Before we discuss the diagnosis of specific disorders, it is useful to review the criteria for mental disorders in general. To diagnose any mental disorder, the Diagnostic and Statistical Manual of Mental Disorders, Edition 5 (DSM-5; APA, 2013) states the symptoms must cause a person significant distress or impairment. This overarching criterion applies to obsessive-compulsive and related disorders. Likewise, behavior must be evaluated within a developmental and cultural context. For instance, it is developmentally normal for adolescents to become quite preoccupied with their appearance. This does not necessarily mean they have body dysmorphic disorder. Similarly, there is variation among cultures about the type and intensity of religious rituals. Therefore, the fact someone prays several times a day, at specific times of day, with specific objects of religious significance, and becomes highly upset if any part of this ritual is disrupted, does not necessarily indicate an obsessive-compulsive disorder
So, what does distinguish a mental disorder from healthy behavior? The duration, frequency, and intensity of symptoms are evaluated within a developmental and cultural framework. Symptoms must be excessive and persistent. They must be highly distressing and/or cause significant problems in social, educational, or occupational functioning. These symptoms exceed the usual norms for people of a similar age and culture. Therefore, just because someone is experiencing some obsessive or compulsive symptoms, it does not necessarily mean they meet the requirements for a mental disorder. We begin to consider the possibility of a disorder when someone's symptoms start to interfere with their ability to have meaningful social relationships, and/or when the symptoms cause problems or difficulties at work or at school.
The disorders included in the obsessive-compulsive and related disorders category (OCRDs) are characterized by obsessions and/or compulsions. Obsessions are repetitive, unwanted, and intrusive thoughts. Compulsions are repetitive behaviors a person feels driven to perform. Attempts to block or prevent obsessions and compulsions cause a marked increase in distress. This distress is usually manifested as a high degree of anxiety. Some disorders in the OCRDs category may be more aptly described as an unrelenting preoccupation, or excessive concern, rather than an obsession in the traditional sense.
The obsessional thoughts, preoccupation, and responses to those thoughts, are often irrational and/or reflect rather gross perceptual distortions. Sometimes people with these disorders recognize their thoughts and behavioral responses are not sensible. In other cases, they do not. These different degrees of insight have important implications regarding the selection and success of treatment. Generally, the greater the degree of insight, the better the prognosis for a successful recovery.

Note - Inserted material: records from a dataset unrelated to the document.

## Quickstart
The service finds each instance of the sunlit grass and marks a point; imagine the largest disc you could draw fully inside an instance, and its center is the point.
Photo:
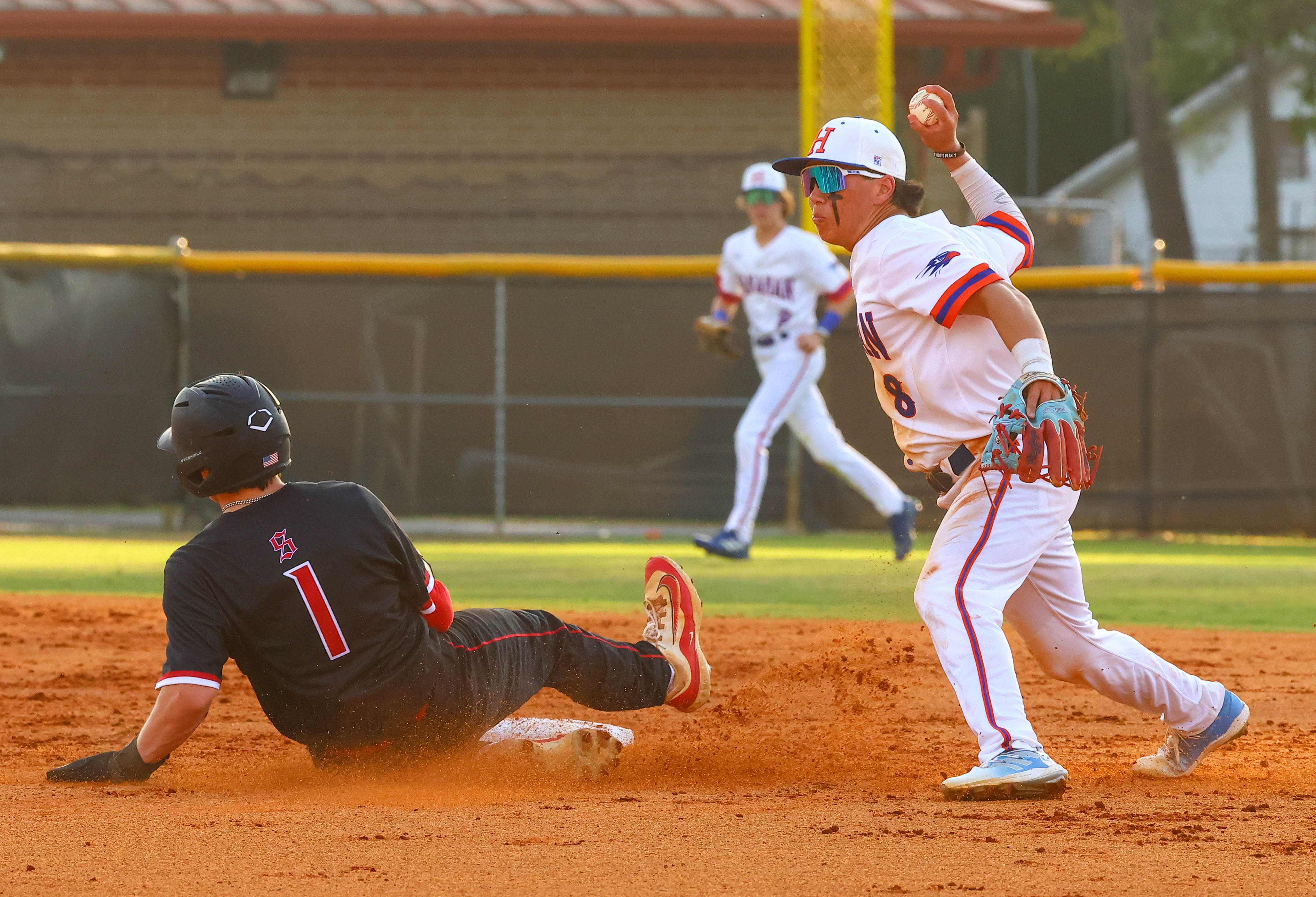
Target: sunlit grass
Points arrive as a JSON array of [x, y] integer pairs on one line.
[[1227, 583]]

In certain disorders, insight is such an important factor that clinicians evaluate and record the degree of insight as part of the diagnostic process. This is called a specifier. Some disorders also have various sub-types that can be recorded. This extra information helps treatment professionals to better manage and treat the disorder. Each disorder has its own respective group of specifiers or subtypes. Some have none. Where appropriate, these subtypes and specifiers will be discussed along with each disorder.
It is important to note the DSM-5 (APA, 2013) establishes a symptom criteria set for each disorder. A person must have a certain number of symptoms, from that set, in order to be diagnosed with that disorder. Because it is not necessary to have every symptom in the criteria set, people with the same disorder may not necessarily have the exact same symptoms. For instance, someone might obsess about germs as the primary symptom of OCD while another person may have intrusive sexual thoughts.